SKY sucks. There, I’ve said it. After more than 17 years as a satisfied customer, the bogus wheels of the satellite industry have crushed me. More than fourteen thousand of my hard-earned pounds have poured into SKY coffers in that time. Now I’m left high and dry. Sky high and screwed.

Moving house this month — some 200 yards up the road from the old home — reveals that we have poor reception. As we pay for multi-room service (and the SKY monthly bill being a moveable feast, oh yeah!) a call is put into SKY to ascertain what needs to be done to rectify the situation.

“Mr Lloyd,” says the kindly customer service operative. “Having been with us for so many years, and that you are a VIP customer, I cannot believe you haven’t yet been offered our SKY Q package.” This information is delivered out of the blue, unrequested and under no duress from myself whatsoever. No bitching or whining on my part.

Too good to be true, right? But my worries are quickly allayed. “SKY Q, plus our superfast broadband, is all yours at an extra cost of just £1 a month on top of your present bill. You’re welcome, just think of it as a thank-you for all your many years of loyalty.”

A SKY engineer visits days later and reports — quite understandably — that the company’s health & safety policies dictate that he cannot mount our roof to install the requisite SKY Q compatible dish. Seeking a second opinion, a separate SKY engineer is despatched. “No dice. No way. No can do…” says he.

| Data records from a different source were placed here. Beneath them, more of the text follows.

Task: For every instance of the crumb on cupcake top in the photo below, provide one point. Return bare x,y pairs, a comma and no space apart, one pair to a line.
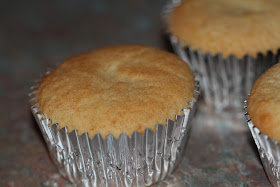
237,27
264,103
116,89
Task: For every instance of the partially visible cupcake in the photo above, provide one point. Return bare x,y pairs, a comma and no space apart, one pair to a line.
116,115
228,43
263,114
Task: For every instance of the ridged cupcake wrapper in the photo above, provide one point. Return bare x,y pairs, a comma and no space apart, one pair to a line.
269,151
139,160
225,81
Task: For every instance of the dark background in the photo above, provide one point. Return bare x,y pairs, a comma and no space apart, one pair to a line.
35,35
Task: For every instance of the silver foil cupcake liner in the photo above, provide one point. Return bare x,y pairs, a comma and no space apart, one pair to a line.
225,81
140,160
269,151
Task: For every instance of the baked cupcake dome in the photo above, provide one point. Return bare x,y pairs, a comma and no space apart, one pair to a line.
240,27
264,103
116,89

BOTH engineers advised that I engage an independent third party engineer to install the outdoor hardware (ie the SKY Q dish), then the SKY team would be delighted to do the rest. Tickety boo.

Within minutes of the indie aerial specialist’s successful installation of the new dish, I get a call from SKY…: “We cannot give you SKY Q. The dish was NOT installed by SKY, therefore we cannot maintain it, therefore we cannot give you SKY Q. You were given incorrect information by the SKY engineers. Er, sorry about that…We are conducting an urgent inquiry about this. I’m afraid there’s nothing we can do about it….”

So, here’s the rub. I am out of pocket to the tune of £230 to get the (erroneously) advised satellite dish equipment installed; have spent the King’s share of three days at home waiting for various engineers and experts to show up and… and… still have zero TV reception whatsover… for which I am still being charged the Kingly sum of seventy of Her Majesty’s Sterling. £70 in new money.

It gets better… My chum at SKY customer service now tells me I need to get the independent engineer back out and, at MY PERSONAL EXPENSE, change the SKY Q dish back to Old Skool settings, just so we can watch telly again. “There’s nothing we can do about it…”

I despair. Euripides said that when one with honeyed words but evil mind persuades the mob, great woes befall the state. And Christopher Hitchens opined: “Allow a friend to believe in a bogus prospectus or a false promise and you cease, after a short while, to be a friend at all.”

I prefer my personal soliloquy: “SKY sucks!”